For years now, I’ve been trying to set myself up as a supplier of heritage seed garlic. Over that time, I’ve had very little success, and discovered a number of problems with that idea.
Firstly, I live quite far north – near Kerikeri – and it seems anyone who lives south of me is not going to get the same results from my seed garlic that I do, even on a good year.
Secondly, I keep getting hit with rust. The garlic-grower’s curse. At least in New Zealand. I’m not alone in this struggle and it’s so very frustrating.
I’ve experienced good years too. I’ve learned heaps about garlic. But this year’s harvest is probably one of the worst, and I just don’t know if I can do it again.
Last week I lifted my three turban varieties. We got some small bulbs, but many of them had split.
The good news is these are still edible. I’m still deciding exactly what I’m going to do with them though.
About 3% of the stock has either a neck rot or basal plate (the bit between the garlic cloves and the roots) rot.
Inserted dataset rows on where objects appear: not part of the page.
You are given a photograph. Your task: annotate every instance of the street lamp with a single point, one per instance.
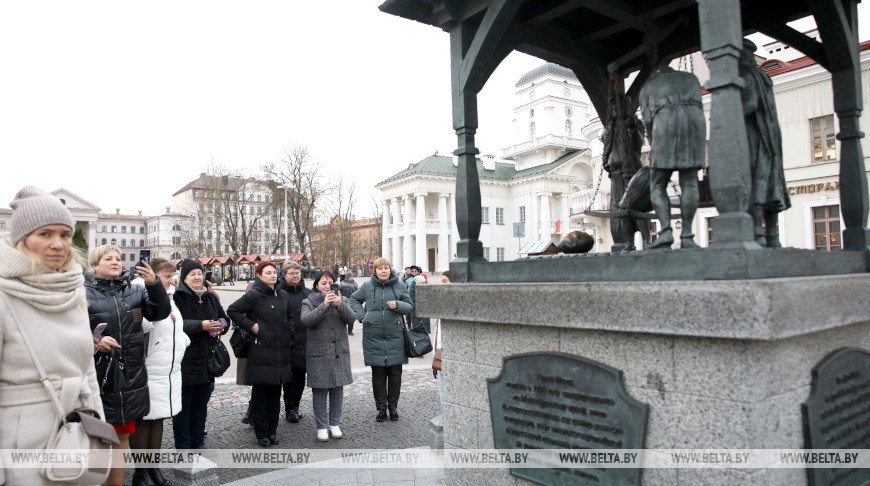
(286, 234)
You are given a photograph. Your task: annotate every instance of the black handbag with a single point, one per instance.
(219, 359)
(111, 367)
(240, 341)
(417, 342)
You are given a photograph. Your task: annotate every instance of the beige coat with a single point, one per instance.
(56, 321)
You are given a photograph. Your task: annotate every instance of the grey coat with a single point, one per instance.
(327, 350)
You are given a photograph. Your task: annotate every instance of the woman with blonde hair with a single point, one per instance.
(379, 305)
(41, 294)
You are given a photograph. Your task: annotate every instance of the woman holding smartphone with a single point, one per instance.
(114, 300)
(327, 316)
(267, 313)
(202, 313)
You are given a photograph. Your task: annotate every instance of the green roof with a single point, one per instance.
(441, 165)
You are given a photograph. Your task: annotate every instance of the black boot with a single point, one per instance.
(158, 478)
(142, 478)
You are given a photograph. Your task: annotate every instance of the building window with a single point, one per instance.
(826, 228)
(824, 138)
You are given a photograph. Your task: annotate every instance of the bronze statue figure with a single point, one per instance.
(623, 141)
(769, 193)
(674, 120)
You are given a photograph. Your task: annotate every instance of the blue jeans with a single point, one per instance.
(189, 425)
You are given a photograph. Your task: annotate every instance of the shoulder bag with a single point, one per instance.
(82, 429)
(218, 359)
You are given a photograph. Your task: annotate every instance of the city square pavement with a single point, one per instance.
(418, 404)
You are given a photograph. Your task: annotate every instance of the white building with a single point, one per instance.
(547, 167)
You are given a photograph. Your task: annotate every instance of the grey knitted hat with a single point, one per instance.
(32, 209)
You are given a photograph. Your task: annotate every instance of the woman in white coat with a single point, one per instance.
(42, 295)
(166, 342)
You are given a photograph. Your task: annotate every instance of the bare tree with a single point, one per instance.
(301, 176)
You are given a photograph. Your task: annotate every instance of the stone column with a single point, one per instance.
(422, 257)
(545, 216)
(407, 248)
(443, 256)
(396, 258)
(385, 223)
(730, 181)
(565, 215)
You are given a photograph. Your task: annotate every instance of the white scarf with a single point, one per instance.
(47, 290)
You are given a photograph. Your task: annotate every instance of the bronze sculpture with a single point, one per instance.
(623, 141)
(769, 193)
(674, 120)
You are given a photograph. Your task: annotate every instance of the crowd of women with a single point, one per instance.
(137, 351)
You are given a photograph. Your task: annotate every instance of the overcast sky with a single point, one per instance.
(125, 102)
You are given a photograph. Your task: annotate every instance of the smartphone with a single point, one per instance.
(98, 331)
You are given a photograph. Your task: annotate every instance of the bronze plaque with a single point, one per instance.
(837, 414)
(563, 401)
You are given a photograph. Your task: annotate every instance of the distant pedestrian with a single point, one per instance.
(379, 305)
(327, 315)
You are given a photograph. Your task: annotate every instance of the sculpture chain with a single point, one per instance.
(597, 186)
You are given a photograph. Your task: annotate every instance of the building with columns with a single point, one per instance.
(537, 184)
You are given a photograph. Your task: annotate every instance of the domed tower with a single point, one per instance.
(551, 108)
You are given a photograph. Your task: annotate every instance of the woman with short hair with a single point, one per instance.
(380, 304)
(327, 315)
(267, 313)
(202, 312)
(114, 300)
(41, 294)
(166, 342)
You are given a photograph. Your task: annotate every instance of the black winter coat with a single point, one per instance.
(269, 356)
(297, 294)
(122, 307)
(194, 366)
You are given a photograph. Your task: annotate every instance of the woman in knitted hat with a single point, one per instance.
(42, 295)
(202, 314)
(114, 300)
(267, 313)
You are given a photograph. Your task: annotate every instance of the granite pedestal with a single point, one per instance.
(722, 364)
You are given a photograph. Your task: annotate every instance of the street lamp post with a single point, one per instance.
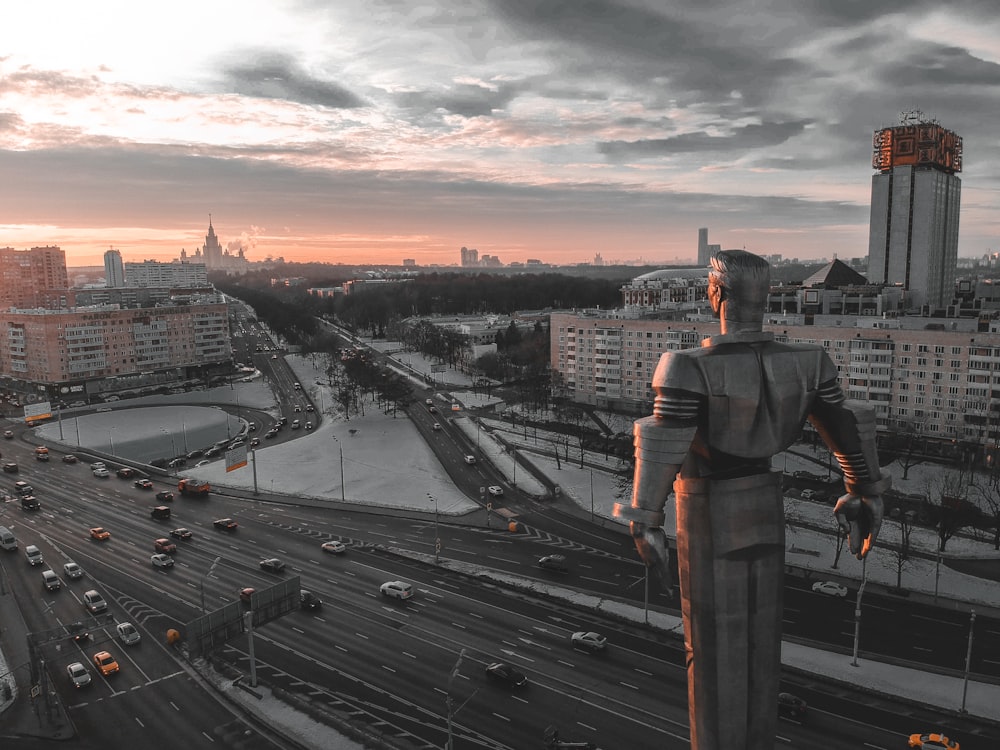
(857, 610)
(343, 491)
(437, 534)
(207, 574)
(968, 659)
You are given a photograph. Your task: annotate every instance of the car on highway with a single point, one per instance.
(160, 560)
(50, 580)
(589, 641)
(94, 602)
(933, 740)
(128, 633)
(830, 588)
(272, 565)
(396, 590)
(501, 671)
(78, 674)
(33, 555)
(100, 533)
(77, 632)
(791, 706)
(105, 663)
(164, 546)
(308, 600)
(553, 562)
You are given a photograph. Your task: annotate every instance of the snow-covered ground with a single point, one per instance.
(386, 463)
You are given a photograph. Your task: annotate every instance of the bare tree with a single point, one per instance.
(907, 437)
(901, 552)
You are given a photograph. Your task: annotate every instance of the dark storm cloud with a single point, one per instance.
(468, 100)
(171, 189)
(696, 56)
(277, 76)
(741, 139)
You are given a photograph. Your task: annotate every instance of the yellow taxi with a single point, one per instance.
(105, 663)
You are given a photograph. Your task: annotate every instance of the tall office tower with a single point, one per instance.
(211, 251)
(114, 271)
(470, 257)
(916, 195)
(703, 257)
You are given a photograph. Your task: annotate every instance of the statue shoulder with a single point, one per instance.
(680, 370)
(823, 367)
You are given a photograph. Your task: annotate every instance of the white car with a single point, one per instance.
(78, 674)
(589, 640)
(396, 589)
(127, 633)
(830, 588)
(161, 560)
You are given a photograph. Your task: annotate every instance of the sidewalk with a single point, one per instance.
(21, 715)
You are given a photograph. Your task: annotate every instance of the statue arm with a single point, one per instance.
(848, 429)
(661, 442)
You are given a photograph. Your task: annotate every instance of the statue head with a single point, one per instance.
(738, 284)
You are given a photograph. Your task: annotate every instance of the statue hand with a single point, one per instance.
(861, 519)
(651, 543)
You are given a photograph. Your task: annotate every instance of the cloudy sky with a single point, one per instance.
(378, 130)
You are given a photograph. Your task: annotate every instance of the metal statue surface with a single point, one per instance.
(720, 413)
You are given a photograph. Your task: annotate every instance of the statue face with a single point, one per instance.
(716, 293)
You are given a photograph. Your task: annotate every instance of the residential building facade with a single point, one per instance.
(104, 348)
(940, 378)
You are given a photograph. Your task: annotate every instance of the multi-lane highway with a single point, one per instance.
(382, 661)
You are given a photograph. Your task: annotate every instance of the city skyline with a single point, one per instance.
(559, 131)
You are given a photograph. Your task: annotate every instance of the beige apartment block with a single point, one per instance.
(67, 348)
(939, 382)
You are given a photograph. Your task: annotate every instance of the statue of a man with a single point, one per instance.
(721, 412)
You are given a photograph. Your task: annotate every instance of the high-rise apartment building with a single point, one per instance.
(114, 271)
(29, 276)
(211, 251)
(916, 195)
(152, 273)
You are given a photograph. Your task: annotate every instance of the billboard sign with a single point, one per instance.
(38, 411)
(236, 458)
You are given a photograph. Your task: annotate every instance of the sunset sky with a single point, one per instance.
(376, 130)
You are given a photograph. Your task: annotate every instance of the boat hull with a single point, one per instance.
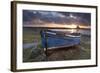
(52, 41)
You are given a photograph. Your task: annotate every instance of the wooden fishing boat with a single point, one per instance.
(55, 39)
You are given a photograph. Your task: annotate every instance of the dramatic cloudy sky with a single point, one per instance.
(32, 17)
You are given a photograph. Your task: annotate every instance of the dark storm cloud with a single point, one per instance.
(56, 17)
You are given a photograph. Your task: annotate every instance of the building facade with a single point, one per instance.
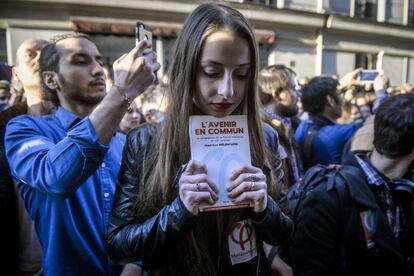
(312, 37)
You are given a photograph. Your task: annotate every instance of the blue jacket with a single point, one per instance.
(328, 144)
(67, 181)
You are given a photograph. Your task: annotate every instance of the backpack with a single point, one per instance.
(321, 174)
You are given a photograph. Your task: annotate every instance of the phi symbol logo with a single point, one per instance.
(241, 234)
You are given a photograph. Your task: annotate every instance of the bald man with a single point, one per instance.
(19, 243)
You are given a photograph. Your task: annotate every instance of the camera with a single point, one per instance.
(142, 32)
(368, 76)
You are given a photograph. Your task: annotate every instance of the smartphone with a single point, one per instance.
(369, 75)
(142, 32)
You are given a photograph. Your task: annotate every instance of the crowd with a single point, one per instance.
(93, 182)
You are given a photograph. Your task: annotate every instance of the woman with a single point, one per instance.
(132, 119)
(155, 215)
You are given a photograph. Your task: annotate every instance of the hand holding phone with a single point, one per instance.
(368, 76)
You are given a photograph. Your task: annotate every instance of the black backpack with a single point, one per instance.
(321, 174)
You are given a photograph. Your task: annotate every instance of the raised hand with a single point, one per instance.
(135, 72)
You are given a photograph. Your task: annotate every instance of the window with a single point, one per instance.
(366, 9)
(394, 11)
(339, 7)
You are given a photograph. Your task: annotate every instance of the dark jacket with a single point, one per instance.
(329, 238)
(157, 240)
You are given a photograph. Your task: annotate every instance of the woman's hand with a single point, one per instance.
(195, 188)
(248, 184)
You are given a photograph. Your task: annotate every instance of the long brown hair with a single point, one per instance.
(171, 148)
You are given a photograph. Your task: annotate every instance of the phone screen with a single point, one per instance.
(368, 75)
(142, 32)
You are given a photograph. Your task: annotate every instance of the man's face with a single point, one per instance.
(81, 79)
(27, 68)
(288, 100)
(4, 97)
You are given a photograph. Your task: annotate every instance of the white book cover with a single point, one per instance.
(222, 144)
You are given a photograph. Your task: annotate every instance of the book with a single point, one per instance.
(222, 145)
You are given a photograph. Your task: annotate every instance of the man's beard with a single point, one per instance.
(74, 92)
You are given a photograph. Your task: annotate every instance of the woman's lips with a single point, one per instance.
(221, 106)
It’s a lower number than in previous years, but it means I’m spending my weekend peeling and freezing the cloves I can save.
We have got some good garlic too – but it’s small (2cm-4cm), and there’s not a lot of it.
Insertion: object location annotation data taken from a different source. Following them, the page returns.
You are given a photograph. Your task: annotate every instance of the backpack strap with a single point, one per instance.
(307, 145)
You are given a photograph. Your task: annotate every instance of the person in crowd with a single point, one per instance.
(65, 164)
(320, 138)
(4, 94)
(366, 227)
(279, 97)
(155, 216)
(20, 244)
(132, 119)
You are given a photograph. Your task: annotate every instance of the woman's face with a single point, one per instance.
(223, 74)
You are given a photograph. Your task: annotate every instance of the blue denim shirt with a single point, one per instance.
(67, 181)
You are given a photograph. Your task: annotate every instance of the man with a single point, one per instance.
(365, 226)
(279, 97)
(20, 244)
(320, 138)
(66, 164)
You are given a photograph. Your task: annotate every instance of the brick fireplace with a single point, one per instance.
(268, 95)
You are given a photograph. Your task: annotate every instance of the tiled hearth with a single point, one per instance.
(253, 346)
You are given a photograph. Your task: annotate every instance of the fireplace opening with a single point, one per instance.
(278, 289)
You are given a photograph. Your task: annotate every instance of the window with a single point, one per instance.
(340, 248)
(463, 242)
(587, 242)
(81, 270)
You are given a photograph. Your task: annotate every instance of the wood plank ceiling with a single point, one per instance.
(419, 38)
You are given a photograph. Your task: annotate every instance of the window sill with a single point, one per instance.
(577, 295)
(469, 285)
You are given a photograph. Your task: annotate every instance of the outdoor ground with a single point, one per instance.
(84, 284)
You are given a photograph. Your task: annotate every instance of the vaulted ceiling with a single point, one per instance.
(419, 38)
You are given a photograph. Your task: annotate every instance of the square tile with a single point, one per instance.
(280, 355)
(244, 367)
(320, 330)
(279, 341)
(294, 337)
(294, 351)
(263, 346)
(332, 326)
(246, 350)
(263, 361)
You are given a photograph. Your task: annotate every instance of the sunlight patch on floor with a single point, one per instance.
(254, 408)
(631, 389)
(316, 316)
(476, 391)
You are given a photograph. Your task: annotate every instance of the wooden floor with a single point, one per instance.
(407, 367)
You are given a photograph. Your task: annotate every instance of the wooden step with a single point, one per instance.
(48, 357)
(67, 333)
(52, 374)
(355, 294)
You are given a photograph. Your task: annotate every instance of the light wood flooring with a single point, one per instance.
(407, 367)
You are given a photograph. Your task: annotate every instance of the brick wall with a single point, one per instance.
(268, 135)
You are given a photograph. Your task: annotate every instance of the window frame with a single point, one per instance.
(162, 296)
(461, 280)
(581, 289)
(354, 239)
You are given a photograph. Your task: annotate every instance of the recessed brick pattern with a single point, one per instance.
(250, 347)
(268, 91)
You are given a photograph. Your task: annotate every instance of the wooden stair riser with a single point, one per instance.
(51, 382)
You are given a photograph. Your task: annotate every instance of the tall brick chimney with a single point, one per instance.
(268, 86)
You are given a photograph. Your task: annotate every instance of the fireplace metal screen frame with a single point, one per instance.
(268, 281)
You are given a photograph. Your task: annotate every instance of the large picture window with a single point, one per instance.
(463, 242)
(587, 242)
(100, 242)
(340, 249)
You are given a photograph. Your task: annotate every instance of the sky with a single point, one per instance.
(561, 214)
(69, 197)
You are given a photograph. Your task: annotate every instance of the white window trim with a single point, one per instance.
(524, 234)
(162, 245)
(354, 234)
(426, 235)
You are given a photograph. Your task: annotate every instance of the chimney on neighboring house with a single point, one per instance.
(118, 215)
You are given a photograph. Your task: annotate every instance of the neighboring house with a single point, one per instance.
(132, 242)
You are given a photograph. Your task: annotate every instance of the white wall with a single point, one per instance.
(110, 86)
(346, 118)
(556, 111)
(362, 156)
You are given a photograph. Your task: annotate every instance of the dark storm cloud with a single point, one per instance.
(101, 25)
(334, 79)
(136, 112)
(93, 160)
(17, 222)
There’s still two varieties in the ground – Ajo Roja and Takahue. My hopes aren’t high for them if I’m honest.
In an ideal world, they need another month in the ground, but the rust is really taking over. I don’t know that they’ll get it.
So far, I haven’t seen a single bulb that’s made me think “oh, I’ll save that to grow next year”. They’re all very disappointing and I think I’m just at the end of my tether with this whole idea.
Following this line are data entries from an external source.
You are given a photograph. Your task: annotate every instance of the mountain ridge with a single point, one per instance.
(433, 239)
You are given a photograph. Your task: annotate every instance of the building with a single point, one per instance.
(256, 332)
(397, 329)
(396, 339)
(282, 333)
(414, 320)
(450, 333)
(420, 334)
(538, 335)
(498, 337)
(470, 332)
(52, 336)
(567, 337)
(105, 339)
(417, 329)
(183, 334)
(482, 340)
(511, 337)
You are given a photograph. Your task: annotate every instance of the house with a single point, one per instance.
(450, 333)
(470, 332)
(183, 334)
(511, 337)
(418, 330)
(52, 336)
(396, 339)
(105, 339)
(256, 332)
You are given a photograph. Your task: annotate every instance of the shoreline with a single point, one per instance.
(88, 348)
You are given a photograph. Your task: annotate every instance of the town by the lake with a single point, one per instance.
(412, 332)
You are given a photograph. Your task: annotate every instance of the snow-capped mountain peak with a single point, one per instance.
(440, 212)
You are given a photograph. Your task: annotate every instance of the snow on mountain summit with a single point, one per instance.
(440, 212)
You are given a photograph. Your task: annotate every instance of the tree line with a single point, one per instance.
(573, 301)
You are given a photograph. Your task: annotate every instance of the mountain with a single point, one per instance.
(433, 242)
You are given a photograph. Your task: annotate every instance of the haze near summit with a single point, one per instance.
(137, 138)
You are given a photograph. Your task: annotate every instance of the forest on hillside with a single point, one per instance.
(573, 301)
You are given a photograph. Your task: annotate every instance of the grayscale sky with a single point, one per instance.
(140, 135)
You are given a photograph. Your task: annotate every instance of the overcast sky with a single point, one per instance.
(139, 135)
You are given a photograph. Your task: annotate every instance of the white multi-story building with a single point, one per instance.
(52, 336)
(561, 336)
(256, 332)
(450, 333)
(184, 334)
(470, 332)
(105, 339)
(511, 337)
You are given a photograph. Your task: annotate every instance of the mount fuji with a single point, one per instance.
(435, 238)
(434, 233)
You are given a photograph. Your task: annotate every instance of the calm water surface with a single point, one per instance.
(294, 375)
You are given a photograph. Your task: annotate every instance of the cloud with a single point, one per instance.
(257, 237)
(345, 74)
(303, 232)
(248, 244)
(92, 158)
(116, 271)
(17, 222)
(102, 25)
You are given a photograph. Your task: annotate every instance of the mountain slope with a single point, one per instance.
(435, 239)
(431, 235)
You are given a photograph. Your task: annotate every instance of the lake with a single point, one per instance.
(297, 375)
So I’m planning to take next year off, say goodbye to the collection, and give the garden a break from garlic.
I’ll focus on soil improvement for a year or two, then get some new stock from one of the several suppliers of heritage seed garlic I’ve found in the years since I began.
In future years, I’m sure I’ll come back to garlic. But it’s not working now, and the results are actively getting worse. So it’s time to quit, at least for a little bit.